When I was a boy in the late 1980s I remember visiting Derry with my family. We were on holiday in Donegal and somehow decided to take a day-trip to the north. It was an unusual thing to do at that time, because the troubles were still raging. I remember the tension of waiting in the queues of cars at the border point, the armed soldier who asked us questions, the barbed wire, land rovers wrapped in metal cages, the fact that nobody smiled.
Today the Northern Executive generally does its best to ensure that everybody receives equal treatment, while the causes of past conflict are tackled at source. A large number of important trade links with the north have been established. Many agricultural goods cross the border for processing before crossing back for sale. An open border is worth millions to both economies. Things are still not perfect, but they are better for people now than they have been for many years.
Brexit has thrown up huge challenges to the fundamentals that brought this prosperous time. It is imperative that whatever suggestions are put forth are realistic and balanced. The question of whether or not Northern Ireland can remain a member of the EU, as proposed by Sinn Féin's Matt Carthy, is a very tricky one.
If Northern Ireland could find a way of staying in the EU as a stand-alone entity that would be great, but with a British currency, systems of healthcare, education, justice and public administration, this would be extremely difficult to manage. There is already enough division at the moment without this complication and expense.
Brexit is not an opportunity to push for reunification. We've just had the longest interval of peace since partition was introduced and it is imperative that everybody remembers how hard it was to achieve. The north still has a determined unionist majority who may never agree to Irish reunification. Meanwhile any attempts at introducing it could reignite the troubles.
It is too easy to forget all that led to to the Good Friday Agreement in 1998. So much carnage, so much pain. And for what? Each outrage only hardened the hatred one side felt for the other, until they all reached breaking point and sued for peace. Coming as it did, when a sense of relief that it was over at last, the Omagh bombing was the final straw. By then, even hardliners were so tired of war that they were willing to suspend their objectives and work as hard as they could to achieve a lasting peace.
With the tentative trust that has grown within the EU's open-border community, people have expanded their worldviews. Nowadays you can find unionists visiting the south on their holidays while southerners who grew up on a diet of negative stories about the north, realise at last that it is a beautiful and welcoming place.

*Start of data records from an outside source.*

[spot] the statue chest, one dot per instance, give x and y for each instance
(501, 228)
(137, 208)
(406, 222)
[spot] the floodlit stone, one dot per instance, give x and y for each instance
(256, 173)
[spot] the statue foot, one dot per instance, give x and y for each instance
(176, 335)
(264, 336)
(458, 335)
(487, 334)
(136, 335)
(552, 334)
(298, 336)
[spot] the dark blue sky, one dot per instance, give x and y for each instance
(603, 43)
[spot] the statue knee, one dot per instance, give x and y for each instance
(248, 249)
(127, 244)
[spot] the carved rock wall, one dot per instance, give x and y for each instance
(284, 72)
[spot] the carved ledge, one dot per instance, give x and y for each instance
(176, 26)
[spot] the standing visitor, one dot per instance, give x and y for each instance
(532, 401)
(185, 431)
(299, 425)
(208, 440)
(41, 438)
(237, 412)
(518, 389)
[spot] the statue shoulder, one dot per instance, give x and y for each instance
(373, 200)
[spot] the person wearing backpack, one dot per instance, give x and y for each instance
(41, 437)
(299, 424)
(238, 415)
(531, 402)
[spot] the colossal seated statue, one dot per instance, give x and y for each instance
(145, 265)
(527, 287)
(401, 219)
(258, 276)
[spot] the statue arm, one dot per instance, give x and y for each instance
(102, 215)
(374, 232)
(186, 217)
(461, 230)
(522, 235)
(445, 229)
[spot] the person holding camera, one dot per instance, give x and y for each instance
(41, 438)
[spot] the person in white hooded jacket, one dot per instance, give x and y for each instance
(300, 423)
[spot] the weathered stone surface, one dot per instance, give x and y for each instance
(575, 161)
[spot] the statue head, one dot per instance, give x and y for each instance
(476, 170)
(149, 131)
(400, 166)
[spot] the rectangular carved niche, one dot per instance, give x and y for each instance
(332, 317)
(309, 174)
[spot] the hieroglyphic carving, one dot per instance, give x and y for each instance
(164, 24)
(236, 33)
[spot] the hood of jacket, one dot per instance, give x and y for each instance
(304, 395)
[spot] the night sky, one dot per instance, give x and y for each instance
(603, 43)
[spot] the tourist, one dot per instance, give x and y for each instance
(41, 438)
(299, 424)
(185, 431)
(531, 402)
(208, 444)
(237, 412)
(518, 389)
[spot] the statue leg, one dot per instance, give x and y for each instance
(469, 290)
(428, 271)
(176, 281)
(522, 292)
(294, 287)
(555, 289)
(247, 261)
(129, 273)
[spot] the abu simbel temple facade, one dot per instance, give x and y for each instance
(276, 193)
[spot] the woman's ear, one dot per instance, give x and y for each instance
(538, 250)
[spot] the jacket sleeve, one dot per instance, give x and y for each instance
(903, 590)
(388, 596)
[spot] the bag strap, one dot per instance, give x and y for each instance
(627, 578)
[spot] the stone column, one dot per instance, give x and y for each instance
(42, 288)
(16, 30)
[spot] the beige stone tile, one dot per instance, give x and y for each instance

Younger generations have grown up without fear and without restrictions. In all but name this island is currently united. The British vote to leave the EU threatens to shake our present unity. As old territorial urges re-emerge, a fog of amnesia could erase the foundations of peace. In the context of world history, where two distrustful groups of people must live side by side, it doesn't take much to shatter peaceful co-existence.
We need to find a solution that allows the Northern Executive to maintain its close links with the south while remaining a part of the UK. The current arrangement is mutually beneficial and should to be protected. The Westminster government is not concerned enough about the impact of Brexit on Northern Ireland and is determined to close UK borders. But with many international companies already thinking of leaving Britain, the financial implications of Brexit will soon hit home. The UK could soften its stance much sooner than expected.
Meanwhile negotiators have to be strong and determined to protect the best interests of the north. The UK government should to be told to forget its paranoia and think about helping its people instead of hindering them. If it insists on filtering out those it perceives to be unwelcome, then controls at crossing points to mainland Britain are the only realistic option. Reverting to manned border controls would destroy the open trade relations that are bringing prosperity and maintaining peace both north and south. That is something none of us want to see happen.